Using re.search() vs. re.findall()
•	re.search(pattern, text) returns the first match as an object.
•	re.findall(pattern, text) returns all matches as a list.


In [2]:
text = "My lucky numbers are 19, 42, and 88."
numbers = re.findall('[0-9]+', text)
print(numbers)  # Output: ['19', '42', '88']


['19', '42', '88']


Greedy vs. Non-Greedy Matching (10 minutes)
One tricky part of regex is greedy vs. non-greedy matching.
Consider this example:


In [3]:
text = "From: Using the : character"
match = re.findall('^F.+:', text)
print(match)  # Output: ['From: Using the :']


['From: Using the :']


Why did it match everything instead of stopping at the first :? This is because + is greedy—it matches as much as possible.
To make it non-greedy, add a ?:


In [4]:
match = re.findall('^F.+?:', text)
print(match)  # Output: ['From:']


['From:']


Extracting Emails from Text
Let’s practice extracting email addresses from a block of text!


In [5]:
text = "Contact us at support@website.com or sales@shop.com."
emails = re.findall('\S+@\S+', text)
print(emails)  # Output: ['support@website.com', 'sales@shop.com']


['support@website.com', 'sales@shop.com.']


We can refine this further:

In [6]:
emails = re.findall('[a-zA-Z0-9._%+-]+@[a-zA-Z0-9.-]+\.[a-zA-Z]{2,}', text)
print(emails)  # Output: ['support@website.com', 'sales@shop.com']


['support@website.com', 'sales@shop.com']

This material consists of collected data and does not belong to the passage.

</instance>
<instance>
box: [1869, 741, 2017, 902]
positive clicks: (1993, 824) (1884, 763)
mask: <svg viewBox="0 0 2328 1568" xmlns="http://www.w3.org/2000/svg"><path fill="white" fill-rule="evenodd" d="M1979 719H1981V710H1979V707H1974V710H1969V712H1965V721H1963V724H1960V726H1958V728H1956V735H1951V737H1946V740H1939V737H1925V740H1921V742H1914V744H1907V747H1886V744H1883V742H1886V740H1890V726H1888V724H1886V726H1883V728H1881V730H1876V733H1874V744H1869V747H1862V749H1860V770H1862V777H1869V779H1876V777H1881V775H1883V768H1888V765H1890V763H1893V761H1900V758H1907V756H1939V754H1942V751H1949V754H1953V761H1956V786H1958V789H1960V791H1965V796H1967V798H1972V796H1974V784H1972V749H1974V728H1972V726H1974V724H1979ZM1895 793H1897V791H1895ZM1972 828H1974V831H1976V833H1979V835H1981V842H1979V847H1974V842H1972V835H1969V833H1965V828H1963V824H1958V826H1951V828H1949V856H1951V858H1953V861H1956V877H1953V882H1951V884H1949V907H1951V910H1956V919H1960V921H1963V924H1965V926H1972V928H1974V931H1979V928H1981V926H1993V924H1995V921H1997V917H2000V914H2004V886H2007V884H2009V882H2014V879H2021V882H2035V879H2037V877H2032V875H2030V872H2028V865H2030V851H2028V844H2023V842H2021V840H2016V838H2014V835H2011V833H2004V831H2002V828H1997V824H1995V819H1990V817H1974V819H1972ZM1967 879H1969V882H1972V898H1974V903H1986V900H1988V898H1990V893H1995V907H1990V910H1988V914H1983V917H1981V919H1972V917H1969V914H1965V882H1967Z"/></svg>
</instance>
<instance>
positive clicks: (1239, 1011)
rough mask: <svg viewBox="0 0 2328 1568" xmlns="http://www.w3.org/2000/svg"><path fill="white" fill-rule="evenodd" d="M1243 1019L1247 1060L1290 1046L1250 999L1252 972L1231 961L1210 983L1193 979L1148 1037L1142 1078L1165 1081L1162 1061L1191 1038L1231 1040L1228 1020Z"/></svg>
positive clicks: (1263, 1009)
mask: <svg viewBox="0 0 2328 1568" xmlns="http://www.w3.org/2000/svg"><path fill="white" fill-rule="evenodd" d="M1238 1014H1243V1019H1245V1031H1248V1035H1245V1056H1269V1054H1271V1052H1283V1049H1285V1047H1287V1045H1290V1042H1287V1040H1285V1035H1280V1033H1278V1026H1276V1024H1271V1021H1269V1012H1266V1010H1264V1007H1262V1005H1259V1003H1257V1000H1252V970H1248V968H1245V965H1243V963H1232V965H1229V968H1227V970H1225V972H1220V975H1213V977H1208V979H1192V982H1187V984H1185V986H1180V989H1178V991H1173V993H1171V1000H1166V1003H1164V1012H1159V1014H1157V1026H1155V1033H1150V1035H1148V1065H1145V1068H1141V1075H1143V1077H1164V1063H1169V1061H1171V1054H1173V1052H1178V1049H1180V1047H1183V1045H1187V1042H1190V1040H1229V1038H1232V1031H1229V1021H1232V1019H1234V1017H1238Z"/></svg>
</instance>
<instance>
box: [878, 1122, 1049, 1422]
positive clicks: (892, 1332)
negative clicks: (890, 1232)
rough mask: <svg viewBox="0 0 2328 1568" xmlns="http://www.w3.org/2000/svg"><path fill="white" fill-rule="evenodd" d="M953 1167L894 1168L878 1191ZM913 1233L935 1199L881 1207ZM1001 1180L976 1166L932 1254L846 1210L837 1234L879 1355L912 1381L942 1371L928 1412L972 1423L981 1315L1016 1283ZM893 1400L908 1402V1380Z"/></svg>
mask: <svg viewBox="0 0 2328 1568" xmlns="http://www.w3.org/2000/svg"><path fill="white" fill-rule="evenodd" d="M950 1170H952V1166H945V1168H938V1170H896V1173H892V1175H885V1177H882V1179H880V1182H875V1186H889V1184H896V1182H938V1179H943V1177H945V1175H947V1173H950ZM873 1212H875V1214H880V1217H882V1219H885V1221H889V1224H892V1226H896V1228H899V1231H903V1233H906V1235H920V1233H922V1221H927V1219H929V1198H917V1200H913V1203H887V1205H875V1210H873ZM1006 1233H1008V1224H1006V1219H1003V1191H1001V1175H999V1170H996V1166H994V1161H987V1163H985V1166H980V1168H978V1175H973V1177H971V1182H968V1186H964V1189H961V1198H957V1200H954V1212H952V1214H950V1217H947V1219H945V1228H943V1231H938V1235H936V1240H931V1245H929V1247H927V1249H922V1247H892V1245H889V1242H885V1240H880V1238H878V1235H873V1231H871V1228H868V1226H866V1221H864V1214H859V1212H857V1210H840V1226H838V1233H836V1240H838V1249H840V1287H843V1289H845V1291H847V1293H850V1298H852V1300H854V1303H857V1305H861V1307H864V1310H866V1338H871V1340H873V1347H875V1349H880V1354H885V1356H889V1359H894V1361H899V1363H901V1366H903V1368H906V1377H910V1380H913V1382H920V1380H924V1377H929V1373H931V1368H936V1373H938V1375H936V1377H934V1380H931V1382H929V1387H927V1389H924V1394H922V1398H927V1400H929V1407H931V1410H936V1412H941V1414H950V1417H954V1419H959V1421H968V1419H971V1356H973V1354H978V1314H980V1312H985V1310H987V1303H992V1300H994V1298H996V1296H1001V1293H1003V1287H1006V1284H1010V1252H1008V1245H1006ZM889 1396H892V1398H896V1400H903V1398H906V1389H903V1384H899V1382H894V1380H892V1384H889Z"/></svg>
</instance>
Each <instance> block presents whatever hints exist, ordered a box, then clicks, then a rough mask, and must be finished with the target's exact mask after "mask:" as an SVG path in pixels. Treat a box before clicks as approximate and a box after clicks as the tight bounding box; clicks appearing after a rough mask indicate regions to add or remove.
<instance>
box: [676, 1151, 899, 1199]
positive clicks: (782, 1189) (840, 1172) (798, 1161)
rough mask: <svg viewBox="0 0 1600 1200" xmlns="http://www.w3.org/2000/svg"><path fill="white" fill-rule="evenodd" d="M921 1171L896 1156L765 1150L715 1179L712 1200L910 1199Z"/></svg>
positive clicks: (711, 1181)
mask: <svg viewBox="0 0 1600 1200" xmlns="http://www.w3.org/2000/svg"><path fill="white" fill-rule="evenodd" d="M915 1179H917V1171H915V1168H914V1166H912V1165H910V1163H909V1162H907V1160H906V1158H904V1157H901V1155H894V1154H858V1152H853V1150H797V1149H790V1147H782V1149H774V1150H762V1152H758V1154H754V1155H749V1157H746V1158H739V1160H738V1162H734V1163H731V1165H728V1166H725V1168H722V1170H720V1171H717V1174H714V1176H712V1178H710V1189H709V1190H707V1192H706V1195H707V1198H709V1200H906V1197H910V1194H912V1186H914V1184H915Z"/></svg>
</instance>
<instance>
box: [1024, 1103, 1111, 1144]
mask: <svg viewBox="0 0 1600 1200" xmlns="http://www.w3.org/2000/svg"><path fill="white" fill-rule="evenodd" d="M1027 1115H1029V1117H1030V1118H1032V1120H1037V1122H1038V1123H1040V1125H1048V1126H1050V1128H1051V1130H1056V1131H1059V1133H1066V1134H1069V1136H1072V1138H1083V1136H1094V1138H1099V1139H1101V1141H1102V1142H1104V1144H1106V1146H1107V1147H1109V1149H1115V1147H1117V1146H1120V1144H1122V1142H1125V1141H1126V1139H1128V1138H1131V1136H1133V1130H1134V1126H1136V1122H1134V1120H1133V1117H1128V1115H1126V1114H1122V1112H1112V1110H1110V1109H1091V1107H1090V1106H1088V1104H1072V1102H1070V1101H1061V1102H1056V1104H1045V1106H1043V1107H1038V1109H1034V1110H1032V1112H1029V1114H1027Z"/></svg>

Real-World Example: Extracting Domain Names (10 minutes)
If we only want the domain name (e.g., website.com), we can use parentheses to define the part we want to extract.


In [7]:
text = "From john.doe@gmail.com Sat Jan 5 09:14:16 2023"
match = re.findall('@([^ ]+)', text)
print(match)  # Output: ['gmail.com']


['gmail.com']


Now, let’s go one step further and extract only emails that start with 'From':

In [8]:
match = re.findall('^From .*@([^ ]+)', text)
print(match)  # Output: ['gmail.com']


['gmail.com']


Using Regex to Extract Numbers and Currency Values (10 minutes)
Let’s say we need to extract a dollar amount from a sentence:


In [9]:
text = "We just received $50.75 for cookies."
match = re.findall('\$[0-9.]+', text)
print(match)  # Output: ['$50.75']


['$50.75']